The Harley Street Eye Clinic is also the only clinic in the world to offer MacularScope Plus, for the treatment of AMD for people who have already undergone surgery for cataract replacement.
What symptoms are typical of age-related macular degeneration?
At first, the symptoms of AMD may be slight but slowly worsen over several years. AMD typically affects both eyes, usually with one eye more severely than the other. The main symptoms of AMD are:
- Distorted, blurred or wobbly vision
- Gradual decline in clarity of central vision
- Sudden loss of vision
- Colours appearing duller than normal
- Difficulty reading
- Difficulty recognising people’s faces
What causes age-related macular degeneration and what risk factors are associated with their development?
In a healthy eye, light is focussed by the lens onto the retina. The retina is comprised of millions of cells that respond to light allowing you to see the world around you. The macula, found at the centre of the retina contains the highest concentration of cells, and is responsible for central, high-resolution vision. It lets you see colour and fine details although it is smaller than a grain of sand. In an eye with AMD, the cells of the macula start to degenerate. Over time, as more cells die the eye is left with a central blind spot.
AMD is largely genetic, with 50- 70% of risk estimated to be attributable to inherited genetic variation. Many of the genes associated with AMD relate to the immune system and when these genes stop working properly it causes inflammation in the macula. As a result, the cells age prematurely and degenerate more quickly than normal. But certain lifestyle and environmental factors can also contribute to the risk of developing AMD. These include:
- Excessive consumption of alcohol
- Poor diet
- Being overweight
- Some immune diseases, such as diabetes, and pancreatic disease
What types of age-related macular degeneration are there?
There are two types of age-related macular degeneration. These are:
- Dry AMD – in this type of AMD that develops slowly, the cells of the macula become damaged as a result of a build-up of waste products called drusen. This build-up causes them to degenerate, leaving a bald patch on the retina that resembles a blank spot in the centre of your vision.

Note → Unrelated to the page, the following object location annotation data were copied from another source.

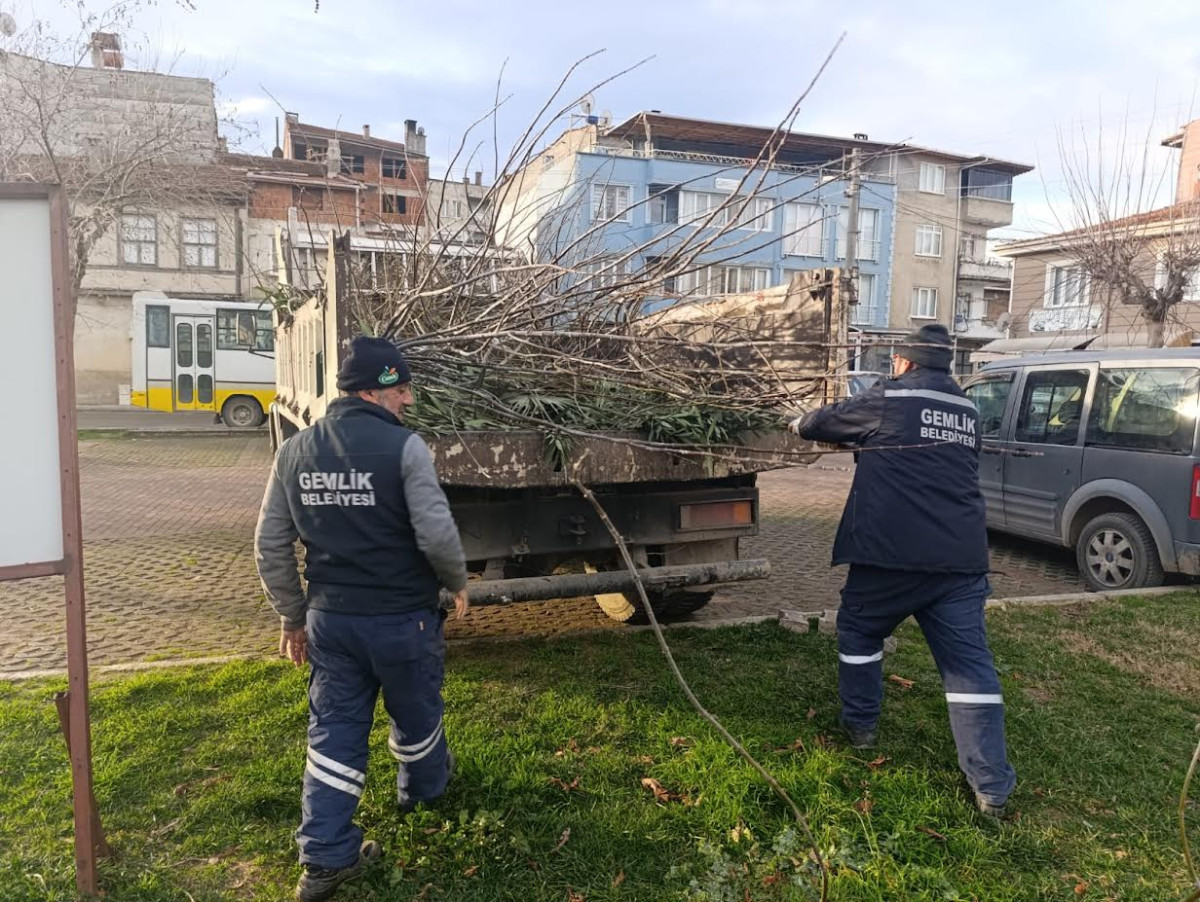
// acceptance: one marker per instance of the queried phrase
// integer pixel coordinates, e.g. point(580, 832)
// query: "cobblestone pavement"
point(169, 569)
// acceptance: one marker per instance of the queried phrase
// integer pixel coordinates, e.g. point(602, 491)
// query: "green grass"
point(198, 774)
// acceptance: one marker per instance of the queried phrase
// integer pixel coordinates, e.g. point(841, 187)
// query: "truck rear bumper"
point(569, 585)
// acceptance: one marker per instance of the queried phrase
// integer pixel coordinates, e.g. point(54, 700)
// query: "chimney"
point(334, 158)
point(414, 138)
point(106, 50)
point(1188, 142)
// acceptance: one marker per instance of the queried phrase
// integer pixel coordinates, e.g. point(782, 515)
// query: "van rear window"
point(1145, 408)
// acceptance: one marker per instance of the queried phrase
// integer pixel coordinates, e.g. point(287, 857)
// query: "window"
point(658, 210)
point(804, 230)
point(933, 179)
point(1191, 287)
point(863, 313)
point(990, 396)
point(723, 280)
point(929, 240)
point(924, 304)
point(699, 205)
point(988, 184)
point(250, 330)
point(201, 244)
point(759, 215)
point(395, 168)
point(868, 233)
point(1151, 409)
point(1066, 287)
point(605, 274)
point(157, 326)
point(1051, 407)
point(610, 203)
point(139, 240)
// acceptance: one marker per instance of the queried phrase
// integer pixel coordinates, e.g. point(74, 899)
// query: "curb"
point(1001, 603)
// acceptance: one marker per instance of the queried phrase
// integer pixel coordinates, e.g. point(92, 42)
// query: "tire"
point(669, 607)
point(1116, 551)
point(241, 413)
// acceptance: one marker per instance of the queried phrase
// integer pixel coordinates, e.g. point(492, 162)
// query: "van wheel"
point(241, 413)
point(1116, 551)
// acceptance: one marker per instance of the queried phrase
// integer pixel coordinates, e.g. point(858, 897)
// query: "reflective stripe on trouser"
point(949, 609)
point(351, 660)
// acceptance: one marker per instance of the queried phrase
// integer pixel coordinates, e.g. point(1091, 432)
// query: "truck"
point(527, 531)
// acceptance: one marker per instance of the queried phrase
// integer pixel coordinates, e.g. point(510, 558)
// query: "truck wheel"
point(241, 413)
point(1116, 551)
point(669, 606)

- Wet AMD – in this less common type of AMD, abnormal blood vessels form underneath the macula causing swelling, bleeding and cell damage that leads to macula scarring. This scarring causes the blind spot.
How is age-related macular degeneration diagnosed?

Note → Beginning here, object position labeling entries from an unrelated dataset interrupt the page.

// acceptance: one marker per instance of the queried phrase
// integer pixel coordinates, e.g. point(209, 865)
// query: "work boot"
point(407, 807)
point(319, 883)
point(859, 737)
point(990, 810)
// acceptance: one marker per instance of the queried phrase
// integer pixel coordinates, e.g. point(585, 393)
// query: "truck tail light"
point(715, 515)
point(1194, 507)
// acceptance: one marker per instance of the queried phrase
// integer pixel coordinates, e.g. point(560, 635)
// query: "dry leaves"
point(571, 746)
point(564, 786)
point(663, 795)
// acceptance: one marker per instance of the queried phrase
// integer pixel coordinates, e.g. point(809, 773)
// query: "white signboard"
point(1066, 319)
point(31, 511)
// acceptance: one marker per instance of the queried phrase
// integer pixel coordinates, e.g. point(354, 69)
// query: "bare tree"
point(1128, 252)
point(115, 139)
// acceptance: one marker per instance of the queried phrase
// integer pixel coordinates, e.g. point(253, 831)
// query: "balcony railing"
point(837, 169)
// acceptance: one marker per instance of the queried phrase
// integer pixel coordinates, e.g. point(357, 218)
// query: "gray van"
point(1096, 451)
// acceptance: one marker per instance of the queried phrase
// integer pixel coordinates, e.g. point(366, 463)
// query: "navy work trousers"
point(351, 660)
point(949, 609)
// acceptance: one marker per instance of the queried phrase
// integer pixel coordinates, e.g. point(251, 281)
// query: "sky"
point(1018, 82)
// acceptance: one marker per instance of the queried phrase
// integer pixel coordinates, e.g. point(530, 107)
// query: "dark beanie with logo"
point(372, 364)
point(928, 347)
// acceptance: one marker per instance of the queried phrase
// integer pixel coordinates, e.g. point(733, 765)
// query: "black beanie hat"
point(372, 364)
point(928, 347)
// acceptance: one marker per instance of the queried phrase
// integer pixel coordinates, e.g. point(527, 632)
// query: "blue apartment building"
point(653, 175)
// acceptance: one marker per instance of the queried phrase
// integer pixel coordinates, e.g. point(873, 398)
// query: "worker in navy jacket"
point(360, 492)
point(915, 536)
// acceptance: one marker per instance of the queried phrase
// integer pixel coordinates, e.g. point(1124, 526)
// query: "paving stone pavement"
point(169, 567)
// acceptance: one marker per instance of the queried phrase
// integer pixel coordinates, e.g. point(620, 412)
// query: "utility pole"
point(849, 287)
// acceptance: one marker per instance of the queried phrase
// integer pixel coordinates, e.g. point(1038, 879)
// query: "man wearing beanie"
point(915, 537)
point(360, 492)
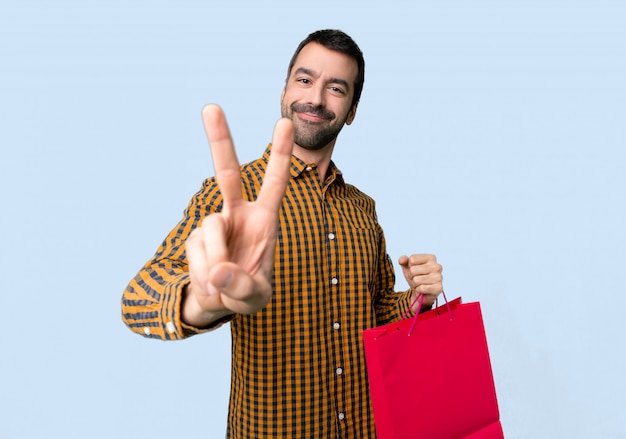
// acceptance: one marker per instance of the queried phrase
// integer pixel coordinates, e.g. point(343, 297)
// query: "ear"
point(351, 114)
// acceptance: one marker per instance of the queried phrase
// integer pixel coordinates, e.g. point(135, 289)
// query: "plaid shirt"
point(298, 367)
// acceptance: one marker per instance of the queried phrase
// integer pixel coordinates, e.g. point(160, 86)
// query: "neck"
point(320, 157)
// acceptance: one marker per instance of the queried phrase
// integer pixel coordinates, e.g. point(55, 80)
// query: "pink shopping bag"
point(430, 376)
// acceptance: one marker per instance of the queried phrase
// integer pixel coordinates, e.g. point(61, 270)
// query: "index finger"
point(223, 152)
point(277, 173)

Diagnosis of AMD is based on your clinical history and an examination of the eye. At The Harley Street Eye Clinic, London, we use an Optical Coherence Tomography (OCT) macula scanner, which is the gold standard to match treatment to patient. Using a high magnification, the scanner examines all the retinal layers and this immediately tells us whether you have the wet or dry version of the disease. It will also tell us the extent of disease progression – mild, moderate or severe. Using this information, we can provide a prognosis for your AMD and design the best treatment plan for you. We also carry out a 3D scan of the eye. You can take the image away with you, so you can seek a second opinion if you wish.

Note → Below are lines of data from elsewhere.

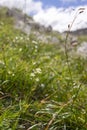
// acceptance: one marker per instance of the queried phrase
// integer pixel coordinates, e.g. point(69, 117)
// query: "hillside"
point(43, 82)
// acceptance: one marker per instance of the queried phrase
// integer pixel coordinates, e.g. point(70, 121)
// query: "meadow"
point(38, 89)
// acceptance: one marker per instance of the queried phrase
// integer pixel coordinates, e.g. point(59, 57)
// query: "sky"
point(57, 13)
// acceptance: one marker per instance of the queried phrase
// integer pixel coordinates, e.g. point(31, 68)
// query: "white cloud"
point(68, 1)
point(31, 6)
point(58, 18)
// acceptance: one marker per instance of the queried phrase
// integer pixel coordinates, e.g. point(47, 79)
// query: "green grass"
point(37, 91)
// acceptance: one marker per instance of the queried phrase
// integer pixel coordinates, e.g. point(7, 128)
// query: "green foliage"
point(36, 89)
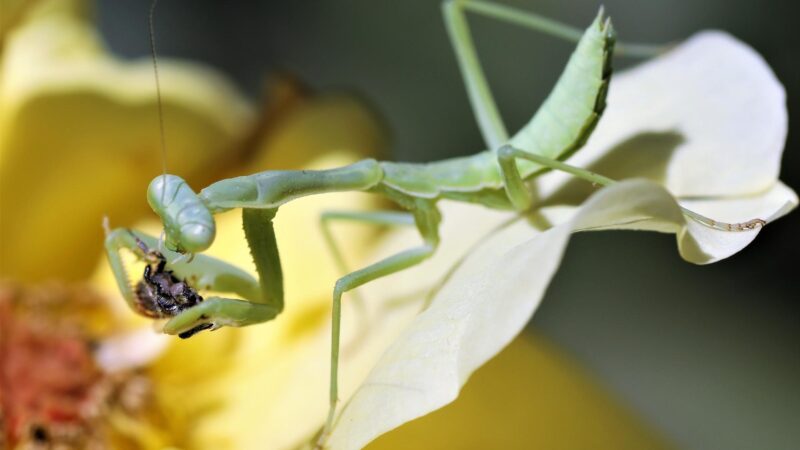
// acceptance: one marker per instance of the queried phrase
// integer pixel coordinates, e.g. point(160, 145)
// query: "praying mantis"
point(496, 178)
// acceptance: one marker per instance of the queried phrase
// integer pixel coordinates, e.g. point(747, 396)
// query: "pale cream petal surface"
point(493, 294)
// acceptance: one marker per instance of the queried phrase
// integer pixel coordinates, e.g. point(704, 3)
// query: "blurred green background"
point(708, 355)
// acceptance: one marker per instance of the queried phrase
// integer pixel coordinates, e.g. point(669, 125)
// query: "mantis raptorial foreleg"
point(391, 218)
point(205, 273)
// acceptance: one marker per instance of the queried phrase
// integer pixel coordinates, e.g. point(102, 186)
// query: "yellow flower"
point(79, 140)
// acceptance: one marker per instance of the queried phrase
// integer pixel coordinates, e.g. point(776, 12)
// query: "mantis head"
point(188, 224)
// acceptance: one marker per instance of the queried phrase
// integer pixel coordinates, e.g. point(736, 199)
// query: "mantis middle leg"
point(391, 218)
point(427, 219)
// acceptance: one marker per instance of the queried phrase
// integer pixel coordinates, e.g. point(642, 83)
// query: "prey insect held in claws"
point(496, 178)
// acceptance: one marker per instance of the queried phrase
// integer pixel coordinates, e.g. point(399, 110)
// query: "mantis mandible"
point(495, 178)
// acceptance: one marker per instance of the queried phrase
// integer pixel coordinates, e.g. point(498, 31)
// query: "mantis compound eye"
point(196, 237)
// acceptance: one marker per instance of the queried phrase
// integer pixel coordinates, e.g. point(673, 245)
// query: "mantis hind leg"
point(391, 218)
point(427, 218)
point(483, 104)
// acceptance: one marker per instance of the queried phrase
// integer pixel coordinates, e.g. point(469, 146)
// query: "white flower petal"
point(710, 106)
point(494, 292)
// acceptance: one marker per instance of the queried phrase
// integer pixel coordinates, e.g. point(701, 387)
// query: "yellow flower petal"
point(79, 140)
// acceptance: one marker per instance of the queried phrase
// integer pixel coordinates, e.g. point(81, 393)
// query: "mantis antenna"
point(158, 95)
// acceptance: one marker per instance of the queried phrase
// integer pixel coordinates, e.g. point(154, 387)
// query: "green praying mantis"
point(496, 178)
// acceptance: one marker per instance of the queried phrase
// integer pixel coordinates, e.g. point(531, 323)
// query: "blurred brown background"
point(709, 355)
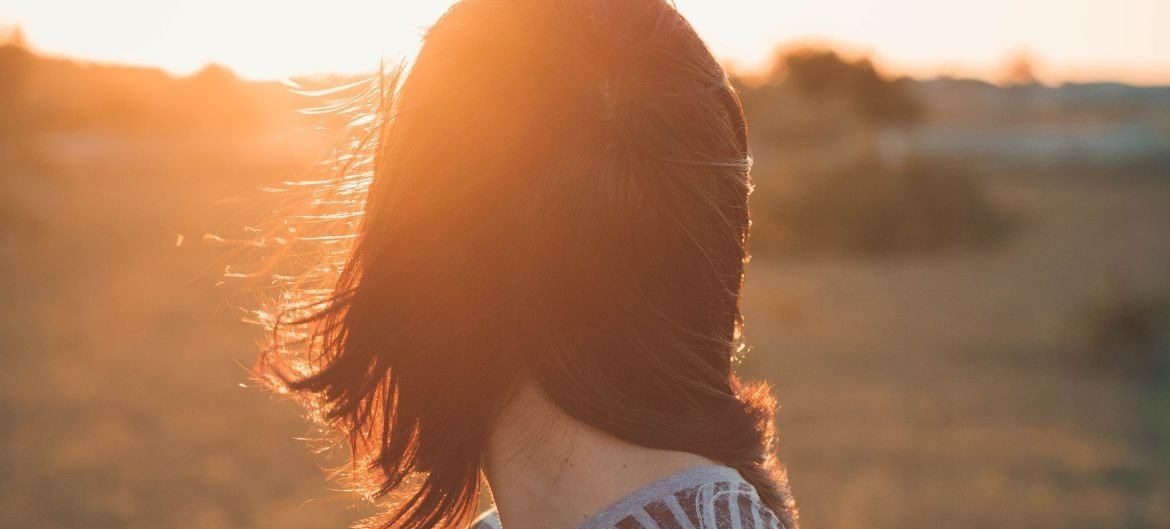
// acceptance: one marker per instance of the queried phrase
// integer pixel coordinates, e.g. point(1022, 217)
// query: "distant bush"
point(1126, 330)
point(869, 207)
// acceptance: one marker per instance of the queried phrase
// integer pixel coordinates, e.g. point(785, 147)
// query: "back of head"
point(559, 196)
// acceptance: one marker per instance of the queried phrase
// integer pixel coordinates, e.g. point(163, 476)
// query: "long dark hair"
point(556, 192)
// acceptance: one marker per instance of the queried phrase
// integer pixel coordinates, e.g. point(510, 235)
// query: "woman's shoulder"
point(699, 499)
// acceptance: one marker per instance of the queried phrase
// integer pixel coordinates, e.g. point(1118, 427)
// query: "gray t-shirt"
point(711, 496)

As well as an eye examination, The Harley Street Eye Clinic can carry out a genetic test. This is not recommended for all patients, because an eye examination is sufficient for a diagnosis, but if you would like to have this done, please ask. The procedure for genetic testing is simple. A mouth swab is taken and sent to a laboratory in the US. This can tell us which gene is causing the AMD. From this we can say whether the condition is mild, moderate or severe, and predict how vision loss will progress over the next decade. This test might be useful because it can provide an indication of lifestyle changes that might slow down progression of your AMD.